The tax industry doesn't want the IRS to create a nice user friendly Q&A.. so all you get is an online version of the PDFs and e-filing if you are lucky..

In terms of your comments...

Key words being -- *most*. You cannot submit most of a return. If you require a form that is not present then you are back to the PDFs..If you require a supported form that has a limitation that affects you... you are back to print and post.

There is also a big asterisk on *allows *- FFF support of common filing requirements for overseas filers are not supported resulting in a need to print and post.

To this day, it does not support attachments. If you need to use Form 1116 you are out of luck. I believe in the past it also did not support married filing separately if your spouse was a non-resident alien without an ITIN or SSN. No doubt many others.
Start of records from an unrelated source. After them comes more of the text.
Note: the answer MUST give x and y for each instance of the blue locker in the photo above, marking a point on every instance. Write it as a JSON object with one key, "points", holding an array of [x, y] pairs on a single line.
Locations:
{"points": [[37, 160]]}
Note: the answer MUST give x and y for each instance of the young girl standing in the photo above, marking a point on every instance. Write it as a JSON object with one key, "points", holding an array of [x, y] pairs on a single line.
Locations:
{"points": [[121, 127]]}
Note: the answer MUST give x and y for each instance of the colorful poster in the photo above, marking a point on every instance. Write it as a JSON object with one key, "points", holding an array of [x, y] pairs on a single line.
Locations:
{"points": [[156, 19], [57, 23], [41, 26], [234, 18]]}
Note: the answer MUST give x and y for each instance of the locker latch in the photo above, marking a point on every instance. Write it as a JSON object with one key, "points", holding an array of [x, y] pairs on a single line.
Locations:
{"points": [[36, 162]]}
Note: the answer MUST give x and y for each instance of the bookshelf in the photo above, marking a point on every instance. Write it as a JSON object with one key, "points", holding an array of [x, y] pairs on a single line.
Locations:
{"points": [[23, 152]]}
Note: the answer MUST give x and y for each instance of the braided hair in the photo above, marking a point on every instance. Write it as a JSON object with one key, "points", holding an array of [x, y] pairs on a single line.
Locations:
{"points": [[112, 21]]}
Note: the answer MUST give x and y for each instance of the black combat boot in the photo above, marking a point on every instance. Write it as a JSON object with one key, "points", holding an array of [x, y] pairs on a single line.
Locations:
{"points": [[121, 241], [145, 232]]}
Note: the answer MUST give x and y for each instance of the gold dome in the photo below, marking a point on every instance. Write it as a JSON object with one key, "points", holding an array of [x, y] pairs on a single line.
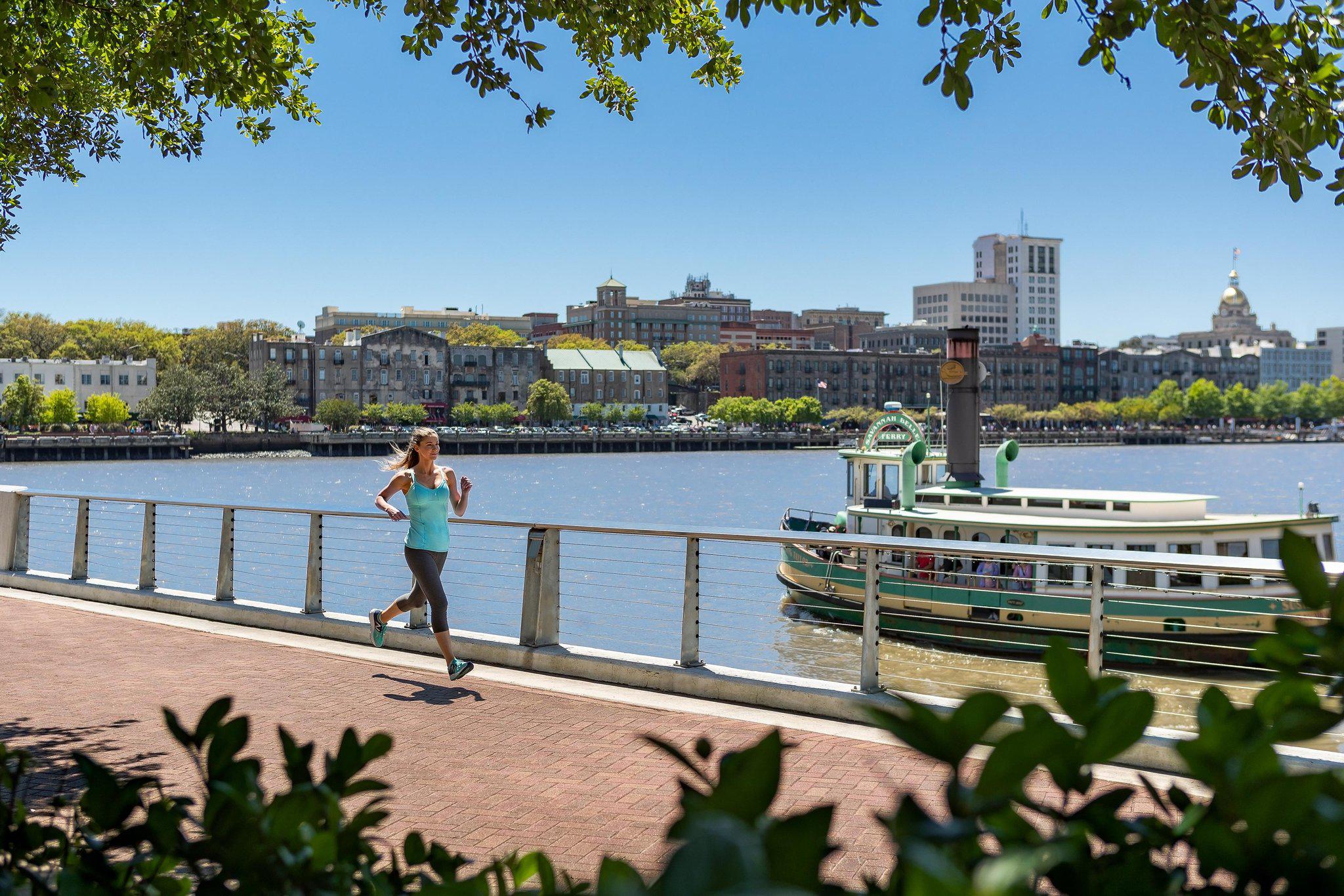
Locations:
{"points": [[1233, 295]]}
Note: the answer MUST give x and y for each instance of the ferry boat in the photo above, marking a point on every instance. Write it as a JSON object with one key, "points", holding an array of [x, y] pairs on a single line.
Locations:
{"points": [[900, 485]]}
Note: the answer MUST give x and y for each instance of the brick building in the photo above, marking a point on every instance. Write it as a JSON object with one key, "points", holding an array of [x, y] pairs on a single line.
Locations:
{"points": [[850, 379]]}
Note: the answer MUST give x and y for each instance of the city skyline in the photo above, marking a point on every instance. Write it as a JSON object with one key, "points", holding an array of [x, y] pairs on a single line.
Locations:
{"points": [[415, 192]]}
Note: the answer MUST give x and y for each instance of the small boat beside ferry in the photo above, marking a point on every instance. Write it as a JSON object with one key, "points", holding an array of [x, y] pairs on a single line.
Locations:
{"points": [[901, 485]]}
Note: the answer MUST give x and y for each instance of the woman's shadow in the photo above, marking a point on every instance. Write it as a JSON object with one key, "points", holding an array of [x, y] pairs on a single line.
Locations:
{"points": [[430, 693]]}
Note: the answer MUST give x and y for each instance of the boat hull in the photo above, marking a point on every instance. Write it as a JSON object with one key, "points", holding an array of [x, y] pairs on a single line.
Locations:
{"points": [[1210, 633]]}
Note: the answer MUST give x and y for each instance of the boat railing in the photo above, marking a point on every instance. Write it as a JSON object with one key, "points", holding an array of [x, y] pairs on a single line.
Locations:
{"points": [[686, 596]]}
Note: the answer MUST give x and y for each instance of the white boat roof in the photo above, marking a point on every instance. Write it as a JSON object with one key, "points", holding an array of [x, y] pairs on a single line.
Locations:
{"points": [[1078, 495]]}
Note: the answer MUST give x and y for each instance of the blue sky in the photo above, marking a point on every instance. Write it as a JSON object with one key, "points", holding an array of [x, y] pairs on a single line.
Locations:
{"points": [[828, 176]]}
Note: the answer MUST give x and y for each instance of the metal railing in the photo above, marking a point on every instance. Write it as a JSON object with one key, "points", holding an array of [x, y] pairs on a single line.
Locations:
{"points": [[959, 615]]}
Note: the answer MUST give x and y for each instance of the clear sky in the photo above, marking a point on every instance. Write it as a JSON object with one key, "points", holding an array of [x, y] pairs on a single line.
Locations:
{"points": [[830, 176]]}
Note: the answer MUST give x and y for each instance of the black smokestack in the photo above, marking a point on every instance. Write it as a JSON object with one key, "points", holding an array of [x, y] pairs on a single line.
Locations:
{"points": [[961, 374]]}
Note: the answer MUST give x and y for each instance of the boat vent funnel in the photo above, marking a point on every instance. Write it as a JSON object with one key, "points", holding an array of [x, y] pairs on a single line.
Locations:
{"points": [[961, 374], [1005, 455]]}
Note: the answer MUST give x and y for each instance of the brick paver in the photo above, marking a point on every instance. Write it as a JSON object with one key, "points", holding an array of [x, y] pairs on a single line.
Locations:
{"points": [[482, 766]]}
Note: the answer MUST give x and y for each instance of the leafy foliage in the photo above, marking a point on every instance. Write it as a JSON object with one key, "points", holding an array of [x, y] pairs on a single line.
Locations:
{"points": [[105, 409], [547, 402], [337, 413], [23, 402], [175, 398], [1030, 819], [482, 335]]}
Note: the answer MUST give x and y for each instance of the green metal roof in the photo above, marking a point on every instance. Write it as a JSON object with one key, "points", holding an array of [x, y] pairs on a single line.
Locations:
{"points": [[1081, 495], [983, 520]]}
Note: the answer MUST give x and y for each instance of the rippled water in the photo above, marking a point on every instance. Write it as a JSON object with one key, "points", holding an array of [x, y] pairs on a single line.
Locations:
{"points": [[620, 593]]}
For me FFF has no advantage over the PDFs

-- I need to know what forms to use anyways 
-- the calculations built into FFF are minimal, and could be done with a spreadsheet anyway
-- I can keep a copy beyond Oct each year by simply saving them to my hard drive
-- I can't submit electronically because it doesn't support attachments.
-- I have to deal with forms that do not support all of my filing requirements.


----------



## Bevdeforges (Nov 16, 2007)

Just one note here: the Free File Fillable Forms is the IRS e-filing site. The forms do basic math for you but there is no "dialog" where the program will guide you in where to put which numbers.

And, I suspect that (unless something has changed this year) you cannot enter NRA for either spouse's name nor for spouse's SSN/ITIN if you are married to an NRA and therefore filing married, filing separately. 

I found when using Free File Fillable Forms last year that the "easiest" approach would be to fill in the paper forms by hand, and then use those to guide you in filling in the online forms. Do read the info on the "limitations" (or possibly "known issues") in the instructions. I believe one major shortcoming for expats is that, if you are filing the FTC (form 1116) you aren't able to attach the required supporting documents. (Unless, of course, they've fixed this this year.) Then again, you could always just file the forms and if they want to see the attachments I suppose they'll be in touch. <g> (That's intended as sort of a joke - though if you're in the lower income brackets you very possibly may get away with it.)


----------



## New2Aussie (Apr 6, 2020)

I tried using FFF but it wants a valid phone number ( I am guessing from USA) It wouldn't let me enter my Australian one


----------



## Bevdeforges (Nov 16, 2007)

New2Aussie said:


> I tried using FFF but it wants a valid phone number ( I am guessing from USA) It wouldn't let me enter my Australian one


Yes, it has to be a US phone number. You can get away with using a friend's or family member's. But the FFF system is pretty tricky to use.


----------